Girard F. Senn
Physician demands for new technology can be intimidating to CFOs who feel they lack the background to respond knowledgeably. But CFOs need to be able to respond with informed decisions, and that requires specific action.
At a Glance
- CFOs need to be aware of controversies surrounding some new technologies that are being aggressively marketed to physicians, including well-founded criticisms that justify denial of a physician's request for a technology.
- In responding to such requests, CFOs should consider intangibles such as potential revenue impacts, good will, internal and external service levels, and outcomes of services.
- To help in making such decisions, CFOs should identify a clinical confidant and form a materials use evaluation committee.
Everyone in finance is challenged these days to spend less and achieve more, but healthcare CFOs face an especially difficult challenge: knowing how best to respond to physician requests for new technology. Although the technology often is important and necessary, sometimes the answer should be "no," given that what is always most important is what brings the greatest value to both patients and the organization. Yet it's a daunting prospect for any CFO to be able to take a well-informed stand in discussing such requests with physicians, especially when those physicians can back their requests with the full force of their clinical expertise and experience.
How can a CFO credibly speak to physicians' concerns in such instances?

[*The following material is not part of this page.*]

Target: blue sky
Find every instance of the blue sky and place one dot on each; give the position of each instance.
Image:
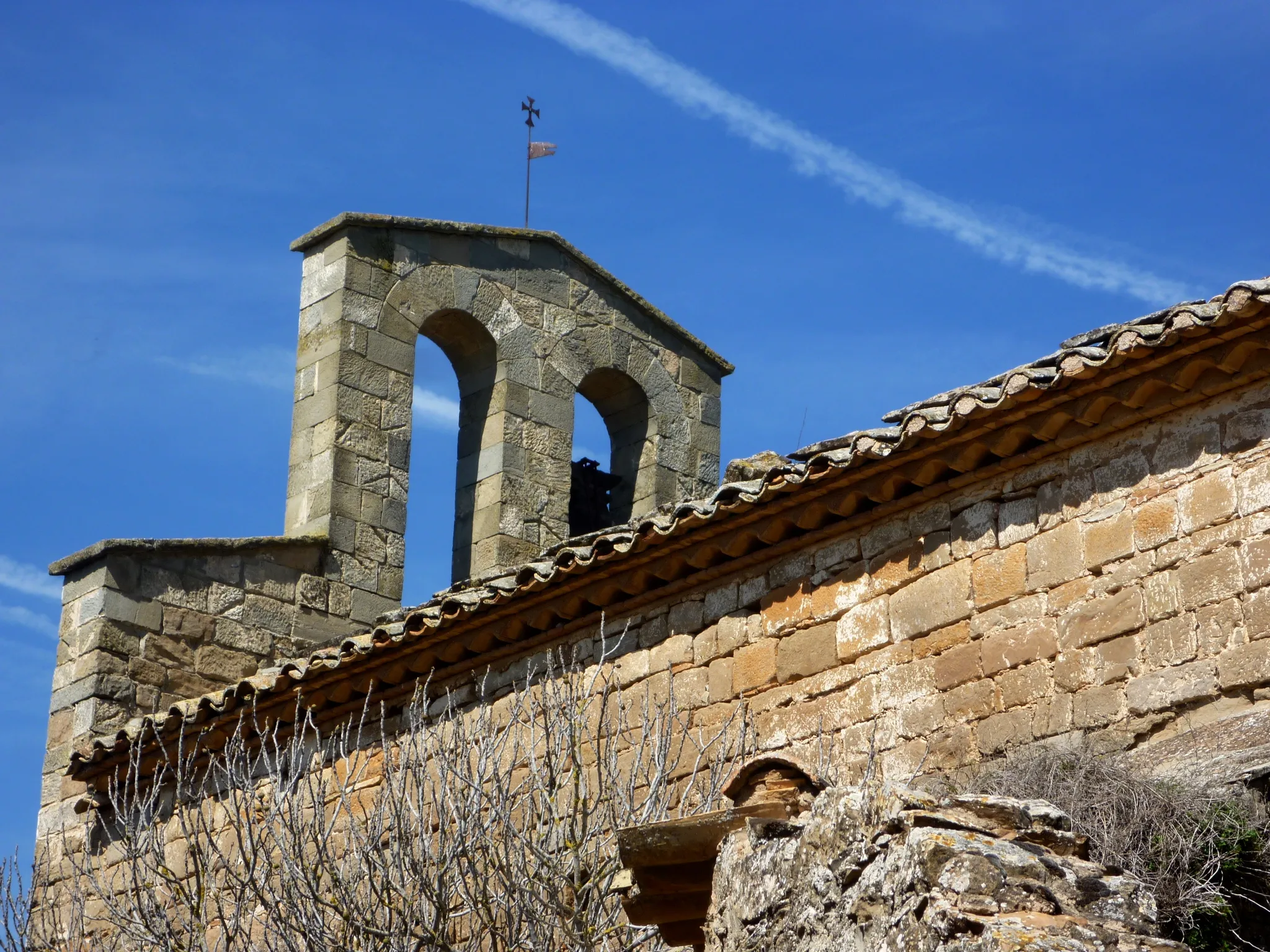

Consider, for example, the case of total joint replacement (TJR). With the aging of the millions of baby boomers, this procedure is an increasingly popular surgery for hospitals, given the well-known tendency of baby boomers to demand whatever treatment they deem is necessary to ensure their long-term health.
Knowing, then, that TJR is an important service line for hospitals, if surgeons demand a new widget to perform TJR procedures, how can the CFO refuse? And should the CFO ever refuse such a request? If a hospital remains committed to developing its TJR service line, how can the CFO make a good financial decision that wisely manages the organization's margins while genuinely supporting high-quality TJR patient care?
There are many factors to consider. In an ideal world, for example, only the most experienced physicians would perform surgeries. But here's the reality: About half of the 500,000 TJR cases annually in this country are performed by orthopedic surgeons who perform fewer than two per month (see Katz, J.N., et al., "Association Between Hospital and Surgeon Procedure Volume and Outcomes of Total Hip Replacement in the United States Medicare Population," Journal of Bone and Joint Surgery, November 2001, pp. 1622-1629).
In addition, new approaches to surgical procedures can often be controversial, and TJR is no exception. Considerable controversy surrounds the use of custom pin guides, a "new-to-the-market" technology that many surgeons are using for this procedure. The difficult task falls on the CFO to be informed of these controversies and to make sure they are considered before the hospital commits substantial financial resources to purchase these controversial "technologies."
So what should the CFO do if one of those orthopedic surgeons who rarely perform TJR decides he wants to use a custom pin guide to increase his practice revenues? The cost for this pin guide system is $1,500 per case, and it's also very likely that the hospital is already losing money on each TJR case. (The low profit margin on this procedure led one witty CFO recently to refer to TJR as "not so much bloodless surgery as profitless surgery.") How should such considerations enter into the decision process? And given the controversies swirling around these pin guides, there may be good reason for the hospital to discourage adoption of the technology (see the sidebar).
The problem is that it is difficult for anyone, much less the CFO, to keep fully informed on such issues. A recent New York Times article succinctly sums up the underlying issue: "… little data is available to compare the benefits of competing makers' products or to determine how much buyers like hospitals should be paying for them" (Meier, B., "Costs Surge for Medical Devices but Benefits Are Opaque," The New York Times, Nov. 5, 2009).
Despite the apparent challenges, CFOs do have clear options on how they can respond. What might appear to be a no-win situation could actually become a win-win, if handled properly. It's a question of informed leadership. CFOs who are kept apprised of all the facts surrounding technological developments such as TJR custom pin guides, particularly where the competitive marketing realities are an important factor to consider, will be in a much stronger position to help their organizations avoid wasting precious resources, while maintaining positive relationships with their physicians.
The choice need not be between cost and quality, but one of cost with quality. The day when physicians may have perceived the finance role as "bean-counting" is done. Today, the ever-expanding CFO leadership role encompasses skills to articulate margins and outcomes, and saying "no" when necessary, even to the CEO, who may be vulnerable to pressures from key physicians. Valuing and managing intangibles early in the introduction and adaptation of medical devices is now part of the CFO's skill set.
Consider the Intangibles
What, then, are the intangibles that CFOs must value and manage to minimize waste and maximize resources? There are four intangibles, in particular, that CFOs should routinely consider:
- Potential revenue impacts, both positive and negative
- Good will-for both patients and surgeons
- Internal and external service levels
- Outcomes-for patients, surgeons, and service lines
Potential revenue impacts. Revenue impact is an intangible because so much is unknown until it is clarified by analysis. Rising expenses and increased charges within a variant mix of payers are affected by losses due to the increased expenses (e.g., the $1,500 pin guide). A promised increase in case volume may lead to a positive rise in margin, but the only way the margin will go up is if the organization spends less than it takes in. Unfortunately, CFOs too often see the volume of patients remain flat while expenses go up because they are not being involved in decision-making soon enough.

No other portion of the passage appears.